Both fish and meat provide healthy nutrition, but both have health warnings. Like chicken meat and fish are the best sources of protein and iron. Both are healthy meals, but if you reduce red meat and increase fish you can improve your health.
Protein consists of amino acids which are the cornerstone of tissue, skin, muscle. Twenty kinds of amino acids (ten of which are available only from diet) constitute complex protein molecules. Fish and beef are excellent sources of intact protein, which means that they contain all essential amino acids. 6 ounces For example, a steak offers 38 grams of protein, but a salmon of the same size contains 34 grams of protein. Approximately 60 grams of protein per day is required for tissue construction and repair, or 0.8 grams per kilogram of body weight
In terms of fat content, fish are obviously better than beef. Lean meat contains more fat than fish, most of the fat in lean meat is saturated fat, which is the most harmful cholesterol. Saturated fat increases the level of low density lipoprotein, the so-called "bad" cholesterol. 75% of 3 ounces of red meat contains 15 grams of fat compared to 4 grams of fat of the same amount of salmon. Beef fillet is a thinner meat with only 7 grams of fat per serving; please select beef without lean as much as possible. Fish such as salmon and other large cold water fat fish do not increase the risk of heart disease but contain a lot of good omega-3 fatty acids in the heart.

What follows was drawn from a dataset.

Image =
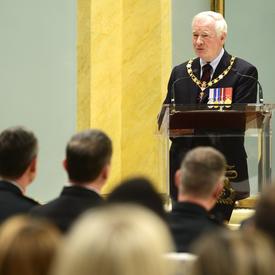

Iron is essential for supplying oxygen through the body. There are two forms of iron, heme and nonheme, heme iron is the best absorbent. Animal-derived food source supplies heme iron and plant source supplies nonheme iron. Heme iron is supplied to beef and fish, but the supply of beef is slightly larger, containing 7 mg of iron per 3 ounces. Shot compared with 1 gram fish
Both fish and beef have health warnings. Some of the fish contain large amounts of mercury such as dioxin and other pollutants because of contamination by the pollutants of the oceans and lakes. These pollutants can harm the human body. In particular pregnant women and children should avoid eating certain fish including tuna, squid, shark, swordfish, squarefish, and restrict the intake of other fish. Ounce weekly In October 2005, the American Cancer Society reported that it ate 3 ounces or more in "California". Eating red meat every day increases the risk of colorectal cancer. Risk increases if you eat processed meat or charcoal grill
The US RDA recommends about 27 mg per day. Lean beef, chicken, lamb, liver, turkey and beef are good choices. Within the guidelines, fish and other seafood can be an excellent nutritional choice for pregnancy. Fish containing high concentrations of mercury should be avoided. Learn more about fish and mercury levels. You should eat at least 3 servings of protein a day. Dairy products: To support pregnancy, at least 1000 mg calcium per day is required. Calcium is essential for strong teeth and bone formation, normal blood coagulation, and muscle and nerve function. Because babies need a lot of calcium, your body will ingest calcium from your bones if the meals are not ingested properly (which may cause future problems such as osteoporosis).
Proteins have two choices: plant-based proteins (such as soybean, beans, nuts, nutritious yeast) or animal-based proteins (dairy products, fish, chicken, eggs, beef, etc). Some are pure proteins (meaning that all calories are obtained from proteins), others are mixtures of proteins and carbohydrates, or a mixture of protein and fat. For example, beans contain about 25% protein and 75% carbohydrate, nuts about 25% protein and 75% fat, fatty fish such as salmon generally contains 40% protein and 60% And the protein is 100. protein%. This is worth noting because 1 cup of protein does not have the same amount of protein (or calorie) compared to 1 cup of beans. And, of course, food like 'milk' may or may not contain protein! For example, rice syrup contains up to 1-2% protein, but milk (depending on your choice) may contain up to 30% protein.